North-West University expert’s new book explores the role of music in emotions
Music can alter our mood, as the phrase “music calms the savage beast” illustrates, for example.
It can set the scene for calmness, romance, learning and creativity. A new book by North-West University (NWU) academic Prof Conroy Cupido explores how four visual artists created original artworks about the meaning they attach to music and how the music influenced their emotions.
Music, art and emotion: depictions of the night inspired by romantic art song is an open-access scholarly book that was launched on 22 February.
It offers insights on how music can evoke emotions, from anger to sadness, joy and lightness, and can simulate sounds such as birdsong or thunder. In other words, music can convey something outside itself, and the listener can attach specific meaning to it.
NWU researchers Dr Jaco Meyer and Dr Willem Venter contributed chapters to the book.
“Their research focused mainly on the role of music in well being and positive emotions. Four visual artists listened to five art songs by Schubert, Strauss, Fauré and Berlioz. This inspired them to create 20 new artworks based on their personal understanding of the meaning of the songs, without understanding the original French and German words in the songs,” says Prof Cupido, associate professor in Music.

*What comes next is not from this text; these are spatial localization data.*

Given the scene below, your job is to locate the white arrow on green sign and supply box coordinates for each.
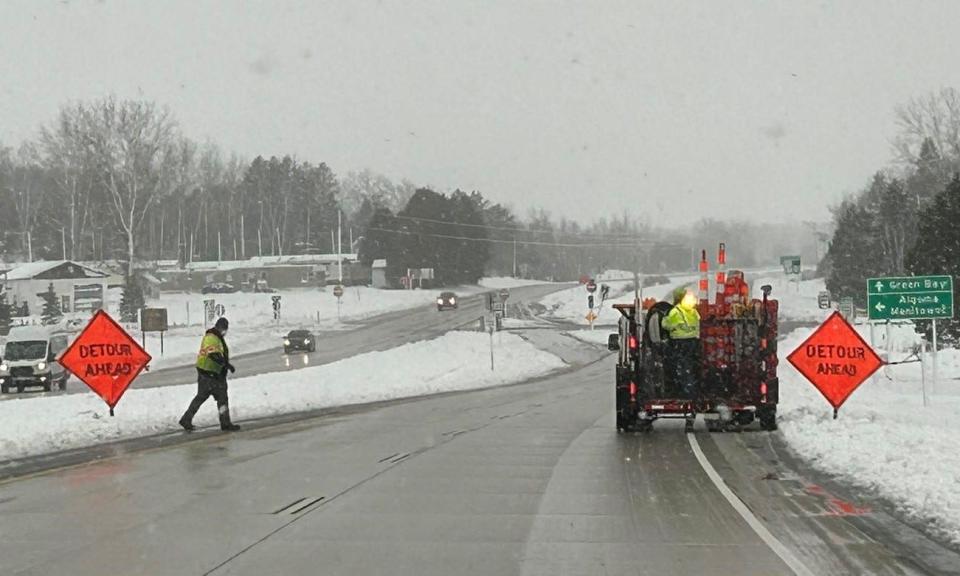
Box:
[866,275,953,321]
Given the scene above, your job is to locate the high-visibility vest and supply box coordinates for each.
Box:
[196,331,225,373]
[661,304,700,339]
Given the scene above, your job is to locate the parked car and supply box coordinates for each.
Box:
[201,282,238,294]
[437,291,458,311]
[254,279,277,293]
[0,327,71,393]
[284,330,316,354]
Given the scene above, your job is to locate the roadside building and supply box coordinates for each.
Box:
[0,261,109,316]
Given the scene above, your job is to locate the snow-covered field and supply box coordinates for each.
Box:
[772,280,960,545]
[0,331,565,461]
[539,274,697,326]
[478,277,557,289]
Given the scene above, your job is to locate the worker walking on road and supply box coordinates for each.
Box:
[179,317,241,432]
[661,287,701,400]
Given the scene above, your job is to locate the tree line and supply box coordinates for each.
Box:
[1,95,824,293]
[824,88,960,340]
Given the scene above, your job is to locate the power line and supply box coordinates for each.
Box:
[387,213,669,242]
[363,226,674,249]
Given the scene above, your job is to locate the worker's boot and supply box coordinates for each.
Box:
[218,405,240,432]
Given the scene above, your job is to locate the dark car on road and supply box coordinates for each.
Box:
[201,282,238,294]
[437,291,458,311]
[284,330,316,354]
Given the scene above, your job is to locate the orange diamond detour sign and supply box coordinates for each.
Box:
[58,310,152,415]
[787,311,884,418]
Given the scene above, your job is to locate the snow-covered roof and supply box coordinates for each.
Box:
[372,259,387,268]
[2,260,108,281]
[184,254,360,271]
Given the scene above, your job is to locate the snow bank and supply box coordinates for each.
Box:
[778,324,960,544]
[132,286,480,369]
[478,277,557,289]
[565,330,612,346]
[539,274,697,326]
[0,331,565,461]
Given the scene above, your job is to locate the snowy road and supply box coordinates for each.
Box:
[1,334,958,575]
[5,283,569,399]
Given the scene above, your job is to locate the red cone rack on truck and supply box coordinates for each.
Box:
[609,244,779,432]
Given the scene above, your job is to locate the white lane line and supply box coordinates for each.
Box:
[687,432,815,576]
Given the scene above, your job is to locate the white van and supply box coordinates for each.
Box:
[0,327,71,393]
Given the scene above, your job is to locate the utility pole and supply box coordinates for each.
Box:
[306,206,311,249]
[337,210,343,283]
[61,228,66,261]
[513,237,517,278]
[217,230,222,262]
[277,228,283,257]
[240,212,245,260]
[257,228,262,258]
[27,230,33,262]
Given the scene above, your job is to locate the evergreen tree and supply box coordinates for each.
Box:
[906,175,960,341]
[38,282,62,326]
[825,201,878,306]
[120,274,145,323]
[0,288,11,336]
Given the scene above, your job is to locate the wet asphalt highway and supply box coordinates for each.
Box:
[1,331,958,575]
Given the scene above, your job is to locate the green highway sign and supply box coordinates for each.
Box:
[867,275,953,321]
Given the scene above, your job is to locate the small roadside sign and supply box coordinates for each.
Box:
[817,291,831,310]
[585,310,597,323]
[58,310,152,415]
[586,280,597,293]
[333,284,344,298]
[787,311,884,417]
[203,299,216,324]
[839,297,855,321]
[140,308,168,332]
[214,303,226,317]
[867,275,953,321]
[498,288,510,302]
[780,255,801,275]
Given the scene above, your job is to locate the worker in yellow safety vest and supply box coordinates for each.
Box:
[661,287,701,400]
[179,317,240,432]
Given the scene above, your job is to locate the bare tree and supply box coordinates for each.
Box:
[893,87,960,166]
[39,103,99,260]
[83,97,180,277]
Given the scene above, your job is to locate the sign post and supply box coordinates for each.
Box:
[333,284,344,320]
[203,299,216,325]
[140,307,169,356]
[271,295,282,323]
[787,311,884,418]
[58,310,152,416]
[867,275,953,395]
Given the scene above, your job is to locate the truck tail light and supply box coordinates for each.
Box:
[629,335,638,350]
[629,382,637,397]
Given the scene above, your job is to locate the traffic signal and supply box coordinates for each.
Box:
[588,295,594,309]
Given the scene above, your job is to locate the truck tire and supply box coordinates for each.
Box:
[59,375,68,391]
[759,406,777,431]
[1,384,8,394]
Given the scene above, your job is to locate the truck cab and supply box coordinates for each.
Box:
[0,327,71,393]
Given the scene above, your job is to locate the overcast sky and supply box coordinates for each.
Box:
[2,0,959,225]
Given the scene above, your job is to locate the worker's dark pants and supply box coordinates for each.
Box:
[180,370,233,428]
[669,338,700,400]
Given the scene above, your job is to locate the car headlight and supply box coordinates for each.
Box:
[284,339,291,346]
[0,363,8,373]
[449,297,456,304]
[303,338,311,344]
[37,361,47,371]
[437,299,444,305]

The artists were Jean Lampen, Marna de Wet, Kevin du Plessis and Elna Venter. He explains that they had to rely on referential meaning in music and take into account their emotional experience of the music during the project.
“Because of the interdisciplinary nature of this research and the many different methods we used in our approach, I was able to gather and analyse empirical data that provided a rich, in-depth understanding of how people ascribe meaning to music,” Prof Cupido says.
“I found that listeners are automatically drawn to the words of the songs. But there is so much meaning hidden in music, and I wanted to find out how listeners ascribe meaning to art songs when they do not understand the words.”
He also examined the artists’ creative process and combined it with existing literature on emotion and referentialism* in music.